What skills and habits are they teaching? Let’s look at two big ones.
- Timeliness – employees need to arrive at their shift on time and arrange travel for themselves to the location.
- Coordination – employees need to learn to work as a team and communicate with others about timely execution of work.
From these points, you could argue that good habits are what keep you in business. Conceptually, non-artisan labor at a factory is repetitive and habitual on a line. Without these basic working habits, the company cannot function.
True success, however, comes from the extremes of behavior.
- The best investors are able to wait for the perfect investment opportunity.
- The best sales organizations can say no to an opportunity that isn’t a fit.
- The best customer service for a software product can easily overcome the flaws in the product.
Differentiators for a business come in the form of superior habits which have become virtues. Not simply for effect, but in reality, the objective of creating a set of values for your employees is to drive them towards excellence.
The moral excellence of employees is also of concern to the business owner. With sound moral formation, employees will avoid doing what is wrong and do what is right.
The role of the entrepreneur after a certain stage is to manage risk. And there is no greater risk than what can occur as a result of failings of morality by employees, customers, and suppliers.

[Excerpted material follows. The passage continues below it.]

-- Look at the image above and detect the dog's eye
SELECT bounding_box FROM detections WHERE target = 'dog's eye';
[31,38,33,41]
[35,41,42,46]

In contrast to mission and vision, value forming is a different exercise. Founders have a unique role in a company. A company is always tribal with a tribal leader holding authority and final say at either the board or executive level. Culture is always set at the top because of basic psychology. [1]
At a company, the values of a firm must be calibrated to the nature and character of the founders. Compensate for their weaknesses and curb their tendency towards bad behavior when possible.
And herein lies the importance of public values: By making these values publicly available another basic facet of psychology is triggered, the consistency principle. It is a natural human tendency to try to conform with public declarations about yourself, who you are, and what you intend to do. Doing otherwise would make a person seem wildly inconsistent, even crazy.
Founders should reflect carefully on the values they should make public declarations about. Founders should work to openly define the habits that they want employees to form, the virtues that will make the company successful, and the public declarations that will curb their own negative tendencies.
[1] Experiments by Stanley Milgram showed there is a natural tendency for employees to respect the authority of a person to the harm of their fellow man.